館を囲む群衆の騒めきが大きくなり、悲鳴が混じる。街の兵が振りかざす剣が見えた。広報局は続ける。

「問題は今、その為に何をするべきかと言うことです。『帝都を目指す』という言葉が、単なる遠足を意味するものではないことぐらい、貴方ならば分かっていた筈です」

クロードは広報局に背を向けて「どけ」と叫び、逃げ惑う流民の人群れに分け入る。革命隊の民兵が弩砲を門に向け、大槍を放つ。矢音に疎らな銃声が混じる。やがて領主の館は炎と悲鳴に包まれた。

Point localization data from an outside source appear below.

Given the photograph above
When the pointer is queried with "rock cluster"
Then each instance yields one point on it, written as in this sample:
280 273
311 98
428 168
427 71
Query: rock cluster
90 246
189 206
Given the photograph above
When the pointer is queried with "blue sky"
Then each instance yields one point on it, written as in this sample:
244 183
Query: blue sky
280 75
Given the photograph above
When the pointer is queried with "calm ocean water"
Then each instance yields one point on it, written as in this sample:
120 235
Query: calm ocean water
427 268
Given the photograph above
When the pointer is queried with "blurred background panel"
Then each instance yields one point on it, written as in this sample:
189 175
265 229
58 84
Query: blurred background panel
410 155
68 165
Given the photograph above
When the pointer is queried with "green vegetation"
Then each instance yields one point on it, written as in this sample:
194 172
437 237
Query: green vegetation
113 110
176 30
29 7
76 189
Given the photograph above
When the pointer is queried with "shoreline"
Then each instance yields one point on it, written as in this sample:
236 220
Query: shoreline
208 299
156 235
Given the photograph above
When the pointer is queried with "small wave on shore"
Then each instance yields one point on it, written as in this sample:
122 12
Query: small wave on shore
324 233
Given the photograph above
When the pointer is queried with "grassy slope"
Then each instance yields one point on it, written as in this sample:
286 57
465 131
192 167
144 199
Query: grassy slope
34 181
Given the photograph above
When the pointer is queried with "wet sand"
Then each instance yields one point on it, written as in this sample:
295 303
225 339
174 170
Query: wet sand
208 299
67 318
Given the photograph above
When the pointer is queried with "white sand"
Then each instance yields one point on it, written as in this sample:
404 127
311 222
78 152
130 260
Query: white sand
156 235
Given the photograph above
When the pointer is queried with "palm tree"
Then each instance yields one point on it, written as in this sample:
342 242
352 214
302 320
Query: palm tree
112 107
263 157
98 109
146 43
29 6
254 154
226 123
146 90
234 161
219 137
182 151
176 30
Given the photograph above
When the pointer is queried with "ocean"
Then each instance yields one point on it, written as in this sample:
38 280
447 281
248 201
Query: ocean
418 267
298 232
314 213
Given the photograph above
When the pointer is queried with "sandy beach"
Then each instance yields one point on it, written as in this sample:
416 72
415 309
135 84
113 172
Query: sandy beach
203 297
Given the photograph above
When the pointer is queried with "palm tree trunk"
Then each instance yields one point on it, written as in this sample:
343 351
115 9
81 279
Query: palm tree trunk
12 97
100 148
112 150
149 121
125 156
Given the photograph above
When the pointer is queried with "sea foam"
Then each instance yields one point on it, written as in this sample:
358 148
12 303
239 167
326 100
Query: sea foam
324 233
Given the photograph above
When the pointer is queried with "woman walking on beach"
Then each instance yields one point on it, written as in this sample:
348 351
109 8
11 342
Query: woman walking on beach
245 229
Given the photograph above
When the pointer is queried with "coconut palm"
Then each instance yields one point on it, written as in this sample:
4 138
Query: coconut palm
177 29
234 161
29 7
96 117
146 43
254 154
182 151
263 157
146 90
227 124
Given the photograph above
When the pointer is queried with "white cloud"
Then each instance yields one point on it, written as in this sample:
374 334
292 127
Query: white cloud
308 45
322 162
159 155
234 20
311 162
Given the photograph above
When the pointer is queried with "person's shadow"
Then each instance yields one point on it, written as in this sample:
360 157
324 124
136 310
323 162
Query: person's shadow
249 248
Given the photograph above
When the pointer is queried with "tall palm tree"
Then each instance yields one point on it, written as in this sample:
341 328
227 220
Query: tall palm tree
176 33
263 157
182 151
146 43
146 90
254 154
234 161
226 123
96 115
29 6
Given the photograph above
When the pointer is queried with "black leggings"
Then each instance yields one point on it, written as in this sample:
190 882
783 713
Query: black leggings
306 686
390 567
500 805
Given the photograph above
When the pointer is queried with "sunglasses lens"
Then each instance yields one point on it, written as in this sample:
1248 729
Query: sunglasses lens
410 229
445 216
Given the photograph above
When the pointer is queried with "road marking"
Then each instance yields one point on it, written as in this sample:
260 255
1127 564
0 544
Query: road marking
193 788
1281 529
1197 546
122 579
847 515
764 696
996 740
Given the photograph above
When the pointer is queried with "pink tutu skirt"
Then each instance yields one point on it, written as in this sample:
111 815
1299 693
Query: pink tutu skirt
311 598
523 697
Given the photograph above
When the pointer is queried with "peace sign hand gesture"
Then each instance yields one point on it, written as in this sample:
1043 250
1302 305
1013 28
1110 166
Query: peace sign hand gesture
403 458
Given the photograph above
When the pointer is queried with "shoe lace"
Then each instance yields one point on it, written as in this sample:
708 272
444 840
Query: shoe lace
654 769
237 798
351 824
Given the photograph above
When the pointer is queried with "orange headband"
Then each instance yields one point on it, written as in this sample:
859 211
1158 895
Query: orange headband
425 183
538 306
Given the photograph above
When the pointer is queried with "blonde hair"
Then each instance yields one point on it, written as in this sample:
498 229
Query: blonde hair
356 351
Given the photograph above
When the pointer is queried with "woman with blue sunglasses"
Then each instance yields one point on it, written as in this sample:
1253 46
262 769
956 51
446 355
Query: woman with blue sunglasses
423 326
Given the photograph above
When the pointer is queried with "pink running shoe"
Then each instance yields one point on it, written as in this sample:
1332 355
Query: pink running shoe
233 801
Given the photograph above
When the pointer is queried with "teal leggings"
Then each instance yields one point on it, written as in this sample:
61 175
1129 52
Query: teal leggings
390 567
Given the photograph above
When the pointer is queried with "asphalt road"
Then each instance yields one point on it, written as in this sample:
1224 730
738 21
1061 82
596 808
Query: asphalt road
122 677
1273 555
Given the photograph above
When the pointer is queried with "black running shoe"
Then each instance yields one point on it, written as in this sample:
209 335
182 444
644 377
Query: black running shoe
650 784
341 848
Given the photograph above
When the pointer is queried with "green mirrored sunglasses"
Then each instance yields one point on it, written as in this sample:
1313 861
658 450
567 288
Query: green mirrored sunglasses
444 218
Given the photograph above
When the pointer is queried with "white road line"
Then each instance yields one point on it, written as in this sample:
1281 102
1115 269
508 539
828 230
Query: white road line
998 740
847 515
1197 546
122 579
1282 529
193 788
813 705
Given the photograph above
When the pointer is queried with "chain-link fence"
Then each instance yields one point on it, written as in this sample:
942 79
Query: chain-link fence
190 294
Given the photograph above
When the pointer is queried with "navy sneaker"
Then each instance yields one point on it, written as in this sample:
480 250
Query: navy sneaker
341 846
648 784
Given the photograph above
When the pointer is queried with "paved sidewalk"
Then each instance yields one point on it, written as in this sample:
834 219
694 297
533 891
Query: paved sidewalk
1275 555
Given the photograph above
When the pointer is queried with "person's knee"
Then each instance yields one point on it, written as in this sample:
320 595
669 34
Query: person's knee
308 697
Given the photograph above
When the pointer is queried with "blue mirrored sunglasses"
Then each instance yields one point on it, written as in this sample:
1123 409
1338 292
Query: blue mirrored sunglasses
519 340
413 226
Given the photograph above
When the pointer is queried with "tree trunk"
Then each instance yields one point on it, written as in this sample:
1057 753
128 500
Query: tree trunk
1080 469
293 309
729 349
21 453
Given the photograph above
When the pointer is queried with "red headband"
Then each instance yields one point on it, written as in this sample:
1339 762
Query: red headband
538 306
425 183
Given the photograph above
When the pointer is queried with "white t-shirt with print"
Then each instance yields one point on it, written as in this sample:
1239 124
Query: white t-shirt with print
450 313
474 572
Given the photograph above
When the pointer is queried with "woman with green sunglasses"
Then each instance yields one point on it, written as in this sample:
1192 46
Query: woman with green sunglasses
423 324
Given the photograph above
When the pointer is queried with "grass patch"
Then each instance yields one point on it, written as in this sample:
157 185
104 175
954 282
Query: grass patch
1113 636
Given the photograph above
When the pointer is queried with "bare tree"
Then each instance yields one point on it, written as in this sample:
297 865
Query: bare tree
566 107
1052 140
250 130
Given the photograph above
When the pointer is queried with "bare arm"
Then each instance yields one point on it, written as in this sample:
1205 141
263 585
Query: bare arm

 革命隊の躍進により、また一つの街が貴族の圧政と蛮行から解放された。これは喜ばしい偉大な勝利である一方、そこに至る道程は怒りを抜きに語ることなど出来ない。いつもながら貴族のやり口は極めて卑劣であった訳だが、鐘楼の街のそれは常軌を逸したものであり、最早その邪悪さを表現出来る言葉が思い浮かばない。

 鐘楼の街の領主は一つの触れを出した。それは『貧しい者達に施しを与える』と言う内容であった。貴族が約束を守らないことなど珍しくもないが、今回はそれだけではない。なんと奴らは、嘘で貧しい者達を集め、撫で斬りにしたのである。犠牲となったのは、戦いで夫を失った妻、或いは親を失った子供達である。貴族の豚どもは夫、或いは父であった者達の命を、私欲の為の戦で使い捨てにしただけでなく、更にその家族の命をも無残に奪ったのだ。この野蛮さは我々の理解を超えている。善良な人民諸君からすれば、『そんなことをして一体何の意味があるのか』と言いたくもなるだろう。

 『戦で命を落とした者達が受け取るべき報酬を、その家族へ支払いたくなかった』捕らえられた貴族の弁である。背筋も凍るような邪悪さが、奴らの本性なのだ。我らはこの出来事を教訓としなければならない。貴族に従うことは、己のみならず、家族の破滅をも招く。貴族への隷属は己を不幸にし、隣人を不幸にし、世界を不幸にする。より良い世界の為に、我らが選ぶべき道は一つ。帝国貴族の豚どもの打倒である。